Each F-35 Lightning II aircraft contains more than 900 pounds of rare earth elements. Each Virginia-class submarine has 9,200 pounds. Permanent magnets made from these materials are used to make Tomahawk missiles, Predator drones and the Joint Direct Attack Munition series of smart bombs.
Almost all of this material comes from China. The country accounts for nearly all of the world’s processing of heavy rare earths — whose critical magnetic and optical properties are vital for defense systems. It also produces about 90 percent of rare earth magnets, used in everything from electric motors to turbines and electronics, for civilian and military use.
After President Donald Trump raised a wall of tariffs against Chinese imports on April 2, China used this formidable source of leverage to retaliate: It suspended exports of six heavy rare earth elements as well as rare earth magnets. Thus, Trump’s trade war against China has come to endanger America’s national security.
Trump seems to have miscalculated the balance of forces in his trade war. When China is America’s only source for so many things — iPhones and minerals are only two examples — it can retaliate against tariffs in ways that hurt. This is probably why Xi Jinping, the Chinese leader, has not petitioned Trump for relief. Xi apparently would prefer that the U.S. president come to him.
But the miscalculation over rare earths is particularly problematic because it puts America’s military’s edge at risk. The White House must either ratchet down its hostility toward Beijing or quickly find an alternative supply. Given China’s control over the industry and the Trump administration’s evident distaste for stepping back when it comes to China, both options look to be long shots.
This quandary is not entirely of Trump’s making. The supply risk became obvious nearly 15 years ago, when Beijing imposed a seven-week embargo on exports of rare earth elements to Japan in a dispute over a Chinese fishing trawler caught in contested waters. Since 2023, China has restricted exports of strategic materials such as gallium, germanium and graphite to the United States.
Despite official warnings about the danger of depending on China for such critical materials and the need to diversify supplies, there has been limited U.S. government support for the rare earths industry.
Market forces alone won’t solve this problem. Investments in domestic mining and refining have made little sense because rare earths and magnets were always available from China at low cost. After China’s 2010 embargo on exports to Japan, the Obama administration encouraged Hitachi Metals to build a rare earths magnet factory in North Carolina. But the plant closed in 2015, after less than two years in operation.

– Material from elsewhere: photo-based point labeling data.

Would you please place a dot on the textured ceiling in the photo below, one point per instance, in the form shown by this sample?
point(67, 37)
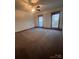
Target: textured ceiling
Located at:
point(45, 4)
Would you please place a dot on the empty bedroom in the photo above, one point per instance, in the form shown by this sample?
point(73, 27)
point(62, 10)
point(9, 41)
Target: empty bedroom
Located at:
point(39, 29)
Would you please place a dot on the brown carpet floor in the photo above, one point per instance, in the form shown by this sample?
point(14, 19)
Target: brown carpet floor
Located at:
point(38, 43)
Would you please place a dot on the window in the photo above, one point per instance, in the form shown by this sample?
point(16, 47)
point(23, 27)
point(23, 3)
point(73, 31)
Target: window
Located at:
point(40, 21)
point(55, 20)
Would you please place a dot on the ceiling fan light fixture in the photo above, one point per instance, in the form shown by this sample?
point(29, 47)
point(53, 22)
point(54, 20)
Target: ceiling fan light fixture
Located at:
point(34, 1)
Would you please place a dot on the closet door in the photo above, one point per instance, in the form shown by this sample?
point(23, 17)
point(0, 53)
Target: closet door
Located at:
point(40, 21)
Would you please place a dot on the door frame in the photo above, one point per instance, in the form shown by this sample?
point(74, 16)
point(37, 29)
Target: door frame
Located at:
point(58, 21)
point(38, 21)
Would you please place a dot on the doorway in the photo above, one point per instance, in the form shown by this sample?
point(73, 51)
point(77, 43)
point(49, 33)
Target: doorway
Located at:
point(40, 21)
point(55, 20)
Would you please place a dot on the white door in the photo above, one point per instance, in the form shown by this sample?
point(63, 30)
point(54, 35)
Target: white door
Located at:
point(55, 20)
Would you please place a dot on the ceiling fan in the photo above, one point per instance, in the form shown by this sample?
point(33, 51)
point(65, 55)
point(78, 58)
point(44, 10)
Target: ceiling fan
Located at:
point(34, 4)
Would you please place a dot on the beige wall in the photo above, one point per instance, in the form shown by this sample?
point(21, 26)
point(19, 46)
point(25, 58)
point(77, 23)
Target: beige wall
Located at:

Domestic capacity to produce rare earths is extremely limited. One mine in California is active. And the company that runs it, MP Materials, plans to ramp up domestic refining and has a magnet production facility coming online in Texas. But the trade war with China has put it in a bind, as it shipped most of its concentrates to China for processing. Another firm, Australia’s Lynas Rare Earths, is building a refinery for heavy rare earths in Texas, but it is struggling under high costs. USA Rare Earth has big plans but still nothing in production.
It’s hard to predict how China will play its hand. Its shipments of rare earths and magnets have been suspended while it puts in place an export licensing system for the materials. It is unclear how long this will take or how the licensing will operate.
The United States has few options. The Trump administration is investigating the risks of relying on imported minerals and their derivatives. But what Trump might do about the problem is unknown.
Tactics he has tried to obtain other critical minerals — shaking down Ukraine, threatening to take over Canada and Greenland, and inviting companies to mine the deep seabed in breach of international law — will not build the kind of goodwill needed to put together an international effort to find alternatives to China’s supply.
Tariffs seem especially counterproductive in this situation. Beijing’s retaliatory tariffs against the United States have already stopped exports of rare earths for processing in China.
Then there is the question of time. Various countries, including Australia, Brazil, South Africa and Vietnam, are looking into mining and refining rare earths and producing magnets.
But capacity outside China remains small. In the best of cases, it will take years, perhaps more than a decade, to build out an alternative rare earths supply chain.
The urgent question is how to manage until then. Given the circumstances, maybe launching a trade war against China, foreclosing on the possibility of cooperation and coexistence, was not such a good idea. Rare earths and magnets alone should motivate the president to reduce hostilities with China and start talking.